Du chlorhydrate de diamorphine, mieux connu sous le nom d'héroïne

Du chlorhydrate de diamorphine, mieux connu sous le nom d'héroïne (Source : Wikimédia)

La Norvège offrira d'ici 2020 des prescriptions d'héroïne gratuites dans le cadre d'un programme de traitement supervisé pour tenter d'améliorer les conditions de vie des personnes dépendantes à cette drogue.

Ce traitement permet généralement aux consommateurs d'héroïne, pour qui d'autres options thérapeutiques comme la méthadone se sont révélées insuffisantes, de se faire administrer la drogue dans un environnement clinique. Le projet norvégien prévoit de fournir le médicament à un maximum de 400 personnes, bien que les quantités ne soient pas précisées par les autorités, qui discutent encore les spécificités. Des professionnels de la santé seront également présents lorsque l’héroïne sera administrée afin de pouvoir intervenir en cas d'overdose.

La prescription et l’administration d’héroïne dans un environnement sûr permettront d’éviter l’héroïne illégale, qui peut être coupée avec des substances potentiellement nocives, comme le puissant opioïde fentanyl.

A propos de cette décision, le ministre de la Santé Bent Høie a déclaré dans un post Facebook : « Nous espérons que cela offrira une solution pour améliorer la qualité de vie de certaines personnes [dépendantes de l'héroïne]... qui sont aujourd'hui hors de notre portée et que les programmes actuels n'aident pas suffisamment. »

La Norvège possède actuellement l'un des taux les plus élevés de mortalité liée à la drogue chez les adultes en Europe, avec 81,23 décès pour un million en 2015, contre une moyenne européenne de 21,8 décès pour un million.

Ailleurs en Europe, le traitement supervisé à l'héroïne est devenu une composante importante du traitement de la toxicomanie depuis de nombreuses années. De tels systèmes sont déjà proposés, bien que parfois de manière restrictive, au Danemark, en Allemagne, au Luxembourg, aux Pays-Bas, en Suisse et au Royaume-Uni. Les données provenant de certaines de ces juridictions indiquent qu'un traitement supervisé à l'héroïne mis en œuvre de manière efficace peut réduire les taux de mortalité par overdose ainsi que les coûts sociétaux des préjudices liés à la drogue et au commerce illégal de l'héroïne. Après la mise en place en Norvège, les autorités pourront utiliser l'argent ainsi économisé pour investir davantage dans les services de réduction des risques pour les personnes dépendantes à la drogue, en étendant peut-être le programme au-delà des 400 bénéficiaires prévus.

Le succès de ce traitement peut être perçu au mieux en Suisse, qui en a été la pionnière dans les années 1990. Zurich, la plus grande ville du pays, avait connu une forte augmentation du nombre de consommateurs d’héroïne : elle est passée de 3 000 en 1975 à 30 000 en 1992. En 1994, les professionnels de la santé zurichois ont commencé à prescrire de l'héroïne aux consommateurs d'opiacés de longue durée pour lesquels d'autres substituts étaient insuffisants. En 1995, selon PRI, les succès apparaissaient déjà, la police de Zurich coopérant de plus en plus avec les services sociaux et médicaux pour aider les personnes qui usent de l’héroïne de manière problématique.

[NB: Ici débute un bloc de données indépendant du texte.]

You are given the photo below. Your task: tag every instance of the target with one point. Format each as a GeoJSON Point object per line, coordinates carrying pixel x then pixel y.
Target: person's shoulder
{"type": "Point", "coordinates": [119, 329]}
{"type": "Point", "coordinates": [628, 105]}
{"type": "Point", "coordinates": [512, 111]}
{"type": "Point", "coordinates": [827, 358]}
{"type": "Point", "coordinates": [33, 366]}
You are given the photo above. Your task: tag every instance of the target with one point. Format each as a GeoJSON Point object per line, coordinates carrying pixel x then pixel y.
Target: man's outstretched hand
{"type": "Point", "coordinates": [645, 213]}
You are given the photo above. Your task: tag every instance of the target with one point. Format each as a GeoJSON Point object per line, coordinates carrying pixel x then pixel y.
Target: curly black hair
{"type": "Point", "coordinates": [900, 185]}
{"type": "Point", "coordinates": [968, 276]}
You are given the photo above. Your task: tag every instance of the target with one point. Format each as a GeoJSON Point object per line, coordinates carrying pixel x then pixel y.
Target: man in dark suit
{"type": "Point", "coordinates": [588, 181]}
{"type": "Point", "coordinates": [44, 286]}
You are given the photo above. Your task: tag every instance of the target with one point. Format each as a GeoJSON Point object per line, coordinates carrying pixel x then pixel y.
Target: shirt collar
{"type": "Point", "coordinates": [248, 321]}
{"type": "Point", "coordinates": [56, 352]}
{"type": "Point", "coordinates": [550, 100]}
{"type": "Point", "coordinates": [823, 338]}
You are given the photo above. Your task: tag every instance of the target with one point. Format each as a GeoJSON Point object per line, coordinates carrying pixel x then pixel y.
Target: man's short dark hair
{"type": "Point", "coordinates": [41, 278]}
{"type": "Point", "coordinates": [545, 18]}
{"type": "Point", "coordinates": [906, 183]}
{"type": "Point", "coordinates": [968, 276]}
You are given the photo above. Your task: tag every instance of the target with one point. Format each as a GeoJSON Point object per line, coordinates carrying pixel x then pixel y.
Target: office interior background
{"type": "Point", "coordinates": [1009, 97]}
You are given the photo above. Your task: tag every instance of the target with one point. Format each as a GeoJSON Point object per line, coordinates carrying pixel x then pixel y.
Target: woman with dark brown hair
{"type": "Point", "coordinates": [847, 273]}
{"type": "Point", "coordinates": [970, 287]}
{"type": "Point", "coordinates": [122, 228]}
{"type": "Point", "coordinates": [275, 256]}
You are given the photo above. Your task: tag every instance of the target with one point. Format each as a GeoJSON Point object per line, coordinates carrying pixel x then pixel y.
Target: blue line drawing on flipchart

Selon Thilo Beck, chef de la psychiatrie au centre Arud pour la médecine de l'addiction à Zurich, « on ne voit presque plus de nouveaux consommateurs d’héroïne en Suisse ».

Si ces exemples passés peuvent montrer le chemin, le projet de la Norvège, s'il est correctement mis en œuvre, devrait être un succès et pourrait entraîner dans le pays une baisse du taux de décès liés à la drogue.